Colostethus latinasus
- Conservation status: Critically Endangered (IUCN 3.1)

Scientific classification
- Kingdom: Animalia
- Phylum: Chordata
- Class: Amphibia
- Order: Anura
- Family: Dendrobatidae
- Genus: Colostethus
- Species: C. latinasus
- Binomial name: Colostethus latinasus (Cope, 1863)
- Synonyms: Phyllobates latinasus Cope, 1863

= Colostethus latinasus =

- Authority: (Cope, 1863)
- Conservation status: CR
- Synonyms: Phyllobates latinasus Cope, 1863

Species of frog

Colostethus latinasus is a species of frog in the family Dendrobatidae. It is known from Cerro Pirre in Darién Province, Panama, from Chocó Department in adjacent Colombia, and from Tierralta, Córdoba Department, Colombia.

==Description==
Males measure up to 24.5 mm and females to 34 mm in snout–vent length.

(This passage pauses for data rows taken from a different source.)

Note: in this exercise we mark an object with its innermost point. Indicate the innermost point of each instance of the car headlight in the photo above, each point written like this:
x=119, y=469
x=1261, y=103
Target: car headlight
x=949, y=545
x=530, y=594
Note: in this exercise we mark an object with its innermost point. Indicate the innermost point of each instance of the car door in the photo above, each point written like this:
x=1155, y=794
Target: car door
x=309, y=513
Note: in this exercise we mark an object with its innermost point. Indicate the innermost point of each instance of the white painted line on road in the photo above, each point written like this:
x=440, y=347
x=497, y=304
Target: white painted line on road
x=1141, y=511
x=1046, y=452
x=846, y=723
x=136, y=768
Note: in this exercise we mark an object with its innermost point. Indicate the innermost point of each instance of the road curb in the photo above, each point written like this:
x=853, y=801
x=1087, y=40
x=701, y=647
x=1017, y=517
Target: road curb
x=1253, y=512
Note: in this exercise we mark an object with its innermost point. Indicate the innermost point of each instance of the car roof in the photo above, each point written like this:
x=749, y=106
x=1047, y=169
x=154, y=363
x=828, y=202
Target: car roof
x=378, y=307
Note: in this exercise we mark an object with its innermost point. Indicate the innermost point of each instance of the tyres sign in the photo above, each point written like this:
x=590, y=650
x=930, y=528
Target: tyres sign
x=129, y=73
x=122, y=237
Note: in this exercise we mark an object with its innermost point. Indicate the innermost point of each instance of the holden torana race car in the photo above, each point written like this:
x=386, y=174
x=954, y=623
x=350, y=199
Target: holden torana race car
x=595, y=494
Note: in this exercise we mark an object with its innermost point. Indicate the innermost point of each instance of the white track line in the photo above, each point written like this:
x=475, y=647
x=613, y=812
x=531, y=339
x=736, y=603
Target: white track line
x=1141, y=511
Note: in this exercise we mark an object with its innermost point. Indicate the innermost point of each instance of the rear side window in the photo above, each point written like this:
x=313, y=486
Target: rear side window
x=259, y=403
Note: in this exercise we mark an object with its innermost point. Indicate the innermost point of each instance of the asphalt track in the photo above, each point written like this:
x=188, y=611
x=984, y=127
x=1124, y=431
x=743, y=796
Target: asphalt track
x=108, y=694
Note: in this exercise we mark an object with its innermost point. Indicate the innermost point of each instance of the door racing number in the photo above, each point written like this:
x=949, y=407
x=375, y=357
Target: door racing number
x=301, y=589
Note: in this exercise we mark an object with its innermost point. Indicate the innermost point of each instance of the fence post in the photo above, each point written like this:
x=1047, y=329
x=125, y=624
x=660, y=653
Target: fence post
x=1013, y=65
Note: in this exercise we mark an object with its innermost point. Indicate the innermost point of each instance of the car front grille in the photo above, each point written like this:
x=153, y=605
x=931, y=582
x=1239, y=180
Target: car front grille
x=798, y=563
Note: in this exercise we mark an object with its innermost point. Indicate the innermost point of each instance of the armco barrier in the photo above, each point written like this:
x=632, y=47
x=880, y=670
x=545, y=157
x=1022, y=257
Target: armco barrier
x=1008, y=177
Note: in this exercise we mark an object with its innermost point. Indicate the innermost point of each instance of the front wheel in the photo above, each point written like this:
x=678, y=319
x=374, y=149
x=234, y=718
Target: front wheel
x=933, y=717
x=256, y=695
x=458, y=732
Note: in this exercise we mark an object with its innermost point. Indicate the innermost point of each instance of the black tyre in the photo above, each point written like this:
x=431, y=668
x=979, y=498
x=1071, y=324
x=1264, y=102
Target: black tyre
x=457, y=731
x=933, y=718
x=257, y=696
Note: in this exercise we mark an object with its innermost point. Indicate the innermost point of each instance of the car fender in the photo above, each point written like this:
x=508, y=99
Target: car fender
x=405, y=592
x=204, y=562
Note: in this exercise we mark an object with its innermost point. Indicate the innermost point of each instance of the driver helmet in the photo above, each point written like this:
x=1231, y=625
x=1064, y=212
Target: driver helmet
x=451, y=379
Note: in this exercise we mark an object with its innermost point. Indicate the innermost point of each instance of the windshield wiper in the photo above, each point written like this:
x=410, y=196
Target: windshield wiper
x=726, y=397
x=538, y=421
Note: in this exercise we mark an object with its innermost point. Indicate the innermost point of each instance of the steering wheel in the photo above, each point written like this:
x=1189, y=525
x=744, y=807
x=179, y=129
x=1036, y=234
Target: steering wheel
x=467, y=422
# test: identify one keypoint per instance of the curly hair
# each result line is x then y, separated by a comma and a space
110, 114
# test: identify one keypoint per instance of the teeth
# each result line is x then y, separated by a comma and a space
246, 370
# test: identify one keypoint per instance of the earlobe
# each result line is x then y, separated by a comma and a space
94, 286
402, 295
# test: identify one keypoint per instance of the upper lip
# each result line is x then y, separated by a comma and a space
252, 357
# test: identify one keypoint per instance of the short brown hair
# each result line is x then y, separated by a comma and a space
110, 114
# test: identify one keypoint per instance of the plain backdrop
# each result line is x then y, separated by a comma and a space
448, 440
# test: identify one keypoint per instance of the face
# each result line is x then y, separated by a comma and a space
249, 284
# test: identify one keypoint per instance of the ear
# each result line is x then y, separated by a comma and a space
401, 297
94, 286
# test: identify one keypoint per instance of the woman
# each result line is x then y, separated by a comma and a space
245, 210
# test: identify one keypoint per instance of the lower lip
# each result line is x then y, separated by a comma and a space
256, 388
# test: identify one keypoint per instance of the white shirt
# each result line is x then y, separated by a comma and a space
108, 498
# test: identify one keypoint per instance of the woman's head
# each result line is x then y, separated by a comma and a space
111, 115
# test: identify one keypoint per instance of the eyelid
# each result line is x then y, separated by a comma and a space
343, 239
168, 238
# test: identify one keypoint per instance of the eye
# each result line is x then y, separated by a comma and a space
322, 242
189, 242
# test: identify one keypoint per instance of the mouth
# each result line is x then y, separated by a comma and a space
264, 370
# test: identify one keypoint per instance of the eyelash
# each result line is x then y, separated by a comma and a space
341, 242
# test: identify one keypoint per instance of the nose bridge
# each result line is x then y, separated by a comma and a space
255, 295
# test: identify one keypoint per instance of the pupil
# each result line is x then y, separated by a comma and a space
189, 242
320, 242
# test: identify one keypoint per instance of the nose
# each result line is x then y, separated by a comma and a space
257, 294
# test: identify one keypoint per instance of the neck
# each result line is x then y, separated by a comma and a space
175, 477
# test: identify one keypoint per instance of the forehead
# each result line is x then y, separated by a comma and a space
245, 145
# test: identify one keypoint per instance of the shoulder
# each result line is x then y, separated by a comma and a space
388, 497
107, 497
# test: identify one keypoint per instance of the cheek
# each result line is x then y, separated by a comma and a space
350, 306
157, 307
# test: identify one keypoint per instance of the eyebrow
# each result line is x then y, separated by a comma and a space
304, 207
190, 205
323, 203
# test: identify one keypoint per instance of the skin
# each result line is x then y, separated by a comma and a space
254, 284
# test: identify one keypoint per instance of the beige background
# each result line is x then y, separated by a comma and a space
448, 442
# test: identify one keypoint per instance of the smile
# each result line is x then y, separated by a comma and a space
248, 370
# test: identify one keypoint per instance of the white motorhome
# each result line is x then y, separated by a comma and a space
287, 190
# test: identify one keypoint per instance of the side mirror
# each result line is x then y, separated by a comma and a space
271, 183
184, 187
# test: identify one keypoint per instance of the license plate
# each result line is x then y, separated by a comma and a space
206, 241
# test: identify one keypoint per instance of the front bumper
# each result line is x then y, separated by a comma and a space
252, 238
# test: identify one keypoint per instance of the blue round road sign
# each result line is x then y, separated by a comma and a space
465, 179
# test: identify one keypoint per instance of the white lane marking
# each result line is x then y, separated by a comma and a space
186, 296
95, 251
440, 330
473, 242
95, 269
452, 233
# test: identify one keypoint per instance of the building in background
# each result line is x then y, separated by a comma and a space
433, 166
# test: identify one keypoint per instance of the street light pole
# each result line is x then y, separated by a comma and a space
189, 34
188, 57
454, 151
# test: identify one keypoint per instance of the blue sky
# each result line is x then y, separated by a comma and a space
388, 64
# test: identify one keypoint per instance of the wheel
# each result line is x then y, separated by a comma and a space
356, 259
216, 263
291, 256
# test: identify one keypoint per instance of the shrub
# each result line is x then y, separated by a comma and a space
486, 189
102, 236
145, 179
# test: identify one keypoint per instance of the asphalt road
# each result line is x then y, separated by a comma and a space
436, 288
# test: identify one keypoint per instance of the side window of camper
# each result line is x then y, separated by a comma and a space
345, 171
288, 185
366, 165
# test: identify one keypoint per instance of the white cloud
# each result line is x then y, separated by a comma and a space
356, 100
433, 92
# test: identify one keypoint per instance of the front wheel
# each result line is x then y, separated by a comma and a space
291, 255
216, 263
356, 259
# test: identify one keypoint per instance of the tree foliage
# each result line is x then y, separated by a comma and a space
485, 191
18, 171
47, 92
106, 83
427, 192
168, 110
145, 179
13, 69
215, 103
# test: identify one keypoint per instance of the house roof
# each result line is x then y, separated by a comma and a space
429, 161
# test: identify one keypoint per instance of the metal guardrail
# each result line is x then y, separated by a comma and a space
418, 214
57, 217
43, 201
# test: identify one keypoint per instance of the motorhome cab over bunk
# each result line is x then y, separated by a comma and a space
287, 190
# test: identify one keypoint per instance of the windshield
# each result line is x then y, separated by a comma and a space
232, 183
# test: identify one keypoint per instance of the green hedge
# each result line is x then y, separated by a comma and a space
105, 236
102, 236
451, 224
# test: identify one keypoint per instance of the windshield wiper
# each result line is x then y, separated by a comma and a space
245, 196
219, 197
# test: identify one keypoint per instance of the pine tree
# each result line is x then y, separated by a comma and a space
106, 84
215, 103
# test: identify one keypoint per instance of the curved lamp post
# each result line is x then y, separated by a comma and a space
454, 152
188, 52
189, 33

The dorsal surfaces are brown; there is a pair of lighter dorsolateral stripes that run from the head to the groin. The throat is white mottled with brown. The belly is mostly pale white but the mottling from the throat may extend onto in. The sides have a broad black stripe. The feet are almost totally without webbing.

==Reproduction==

The female frog lays eggs on the leaf litter. After the eggs hatch, the adult frog carries the tadpoles to streams for further development.

The tadpoles are brown and have some darker brown markings on the tail.

==Habitat and conservation==
In Panama, the species occurs in humid montane forests at elevations of 1100–1440 m above sea level. In Colombia it occurs in humid montane forests at elevations of about 900 m asl. It is a diurnal species often found along rocky sections of forest streams, but also further away from streams than other Colostethus species.

It occurs in the Darién National Park.